SAIBETIK– Kasus pembatalan pasangan calon (paslon) Utayoh dalam Pilkada Fakfak 2024 menarik perhatian publik. Pembatalan ini menjadi sorotan setelah adanya perbedaan penerapan hukum antara Komisi Pemilihan Umum (KPU) Kabupaten Fakfak, KPU Provinsi Papua Barat, dan putusan Mahkamah Agung (MA).
Pada 11 November 2024, KPU Kabupaten Fakfak secara resmi mendiskualifikasi pasangan calon Bupati dan Wakil Bupati Fakfak nomor urut 1, Untung Tamsil dan Yohana Dina Hindom, dari kontestasi Pemilihan Bupati dan Wakil Bupati Fakfak 2024. Keputusan tersebut diambil setelah rekomendasi dari Bawaslu Fakfak yang menemukan pelanggaran pemilu oleh paslon nomor urut 1.
Namun, pada 19 November 2024, KPU Provinsi Papua Barat mengeluarkan keputusan yang mencabut diskualifikasi paslon nomor urut 1 dan memutuskan pasangan Untung Tamsil dan Yohana Dina Hindom untuk kembali ikut dalam kontestasi pilkada.

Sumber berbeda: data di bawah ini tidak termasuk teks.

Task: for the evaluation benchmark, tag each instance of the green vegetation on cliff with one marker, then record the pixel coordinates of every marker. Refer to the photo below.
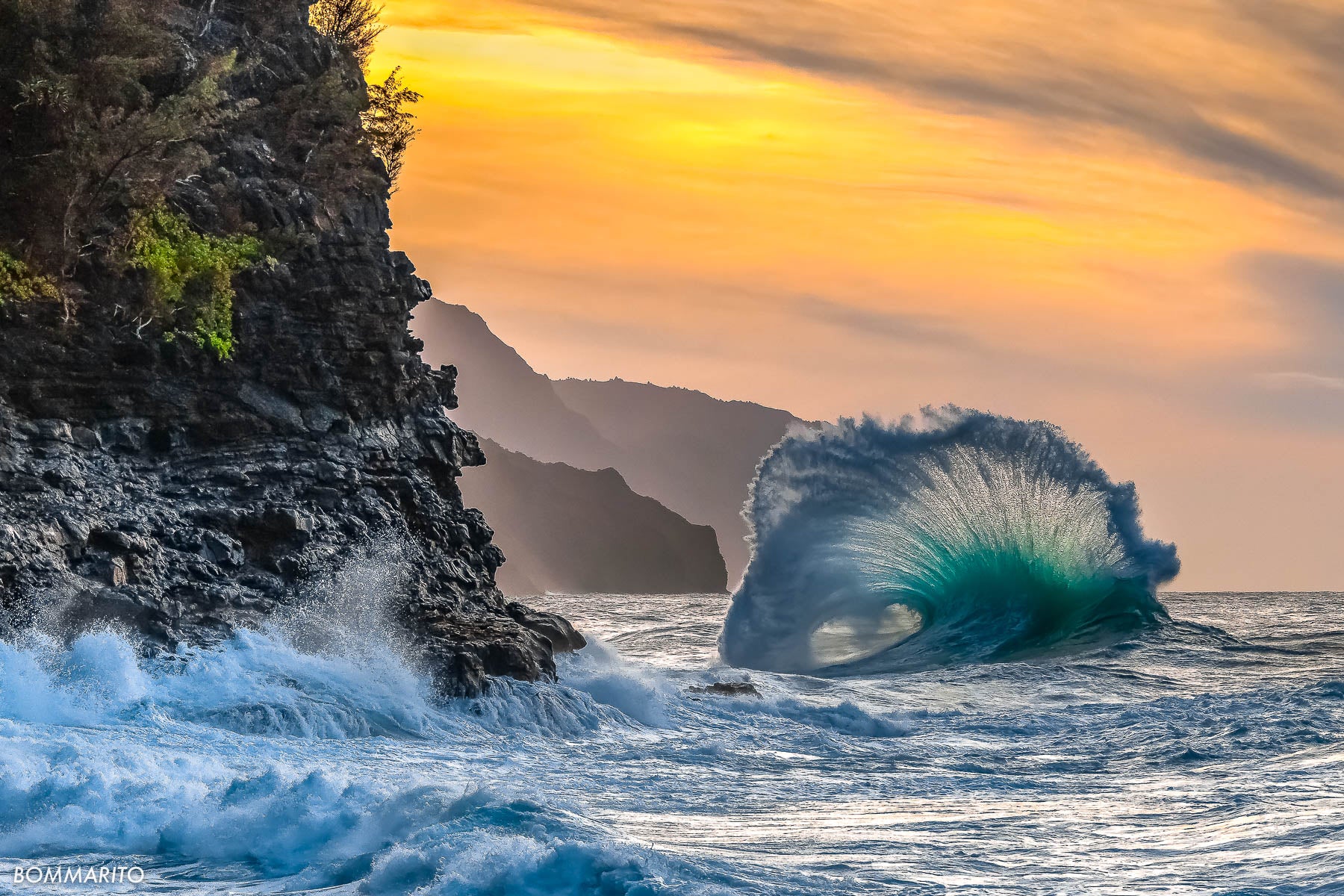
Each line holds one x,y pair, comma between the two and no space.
131,140
191,272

Di tengah proses ini, pada 20 November 2024, majelis hakim yang dipimpin oleh Irfan Fachruddin memutuskan perkara kasasi yang diajukan oleh pasangan Utayoh dengan menolak permohonan tersebut. Putusan ini mengacu pada keputusan KPU Provinsi Papua Barat yang menganggap permohonan kasasi sudah terpenuhi dengan terbitnya keputusan nomor 319 Tahun 2024.
Nelson Simanjuntak, mantan Bawaslu RI periode 2012-2017, menilai putusan MA aneh karena tiba-tiba muncul keputusan KPU Provinsi Papua Barat yang membatalkan keputusan KPU Kabupaten Fakfak di tengah proses kasasi. Ia berpendapat, seharusnya MA berpatokan pada gugatan yang disampaikan sebelumnya, bukan informasi yang muncul mendadak di tengah proses hukum.
Namun, KPU Provinsi Papua Barat tidak memberikan penjelasan lebih lanjut mengenai alasan pembatalan keputusan KPU Kabupaten Fakfak terkait pasangan Untung Tamsil dan Yohana Dina Hindom.